Check format-specific exceptions

Issue #50 resolved
Stephen Abrams created an issue

Make sure that all format instance-specific exceptions are caught and the processing of that instance is stopped, but the JHOVE2 invocation continues (if other instances are still available)

Comments (19)

  1. Richard Anderson

    I have done a search of the code under org.jhove2.module looking for any exceptions that are being thrown by the methods in or under this package name. The list below itemizes those exceptions, and the comments that follow, deal with the exception types in the order I have listed them:

    • org.antlr.runtime.RecognitionException
    • org.xml.sax.SAXException
    • java.security.NoSuchAlgorithmException
    • java.io.Exception
    • java.io.IOException
    • java.io.EOFException extends IOException
    • java.io.FileNotFoundException extends IOException
    • java.io.UnsupportedEncodingException extends IOException
    • org.jhove2.core.JHOVE2Exception
  2. Richard Anderson

    org.antlr.runtime.RecognitionException

    This exception is the root of the ANTLR exception hierarchy. It is raised by ANTLR lexers in the SGML module. It appears to be caught by most of the ANTLR parser methods, but many of those same methods also throw the exception (I assume this happens if a subsequent re-throw occurs during error handling). Any such exceptions not previously trapped are caught within format.sgml.OpenSpWrapper.parseFile(SgmlModule) or its callees, such as format.sgml.EsisParser.parseEsisFile() which create Message objects that are attached to the Source unit.

  3. Richard Anderson

    org.xml.sax.SAXException

    This exception type encapsulates a general SAX error or warning.

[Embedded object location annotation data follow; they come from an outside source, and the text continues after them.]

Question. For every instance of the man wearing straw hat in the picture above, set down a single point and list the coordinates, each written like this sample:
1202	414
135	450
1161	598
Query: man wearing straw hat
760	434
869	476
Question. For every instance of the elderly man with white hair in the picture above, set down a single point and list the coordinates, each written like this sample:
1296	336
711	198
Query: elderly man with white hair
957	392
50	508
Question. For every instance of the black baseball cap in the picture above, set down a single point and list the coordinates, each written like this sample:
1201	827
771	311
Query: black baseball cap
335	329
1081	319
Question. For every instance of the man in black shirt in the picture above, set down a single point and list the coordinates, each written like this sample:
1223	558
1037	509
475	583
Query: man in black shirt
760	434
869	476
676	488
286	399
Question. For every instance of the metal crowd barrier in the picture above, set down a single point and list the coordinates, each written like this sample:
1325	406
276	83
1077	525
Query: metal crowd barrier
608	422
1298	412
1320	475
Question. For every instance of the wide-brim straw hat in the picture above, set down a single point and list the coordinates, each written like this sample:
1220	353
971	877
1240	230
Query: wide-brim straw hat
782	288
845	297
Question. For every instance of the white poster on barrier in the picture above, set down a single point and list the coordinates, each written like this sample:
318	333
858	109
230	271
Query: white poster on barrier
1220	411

    If an exception of this type occurs during creation of the SAX parser object, then the exception is caught in the format.xml.SaxParser.createXmlReader() method and translated into a JHOVE2Exception, which is appropriate.

    It an exception of this type is raised by one of the SAX handlers during parsing of an XML source item, then the exception is caught in the format.xml.SaxParser.parse() method and translated into a Message object that is added to the XmlModule instance for the Source item.

  4. Richard Anderson

    java.security.NoSuchAlgorithmException

    This exception type is thrown when a particular cryptographic algorithm is requested but is not available in the environment. It is thrown by constructors of the subclasses of org.jhove2.module.digest.AbstractBufferDigester, such as MD5Digester. I do not see any place in the code where these exceptions get trapped. I assume that they would only be raised during creation of the objects using Spring.

  5. Richard Anderson

    UnsupportedEncodingException (extends IOException)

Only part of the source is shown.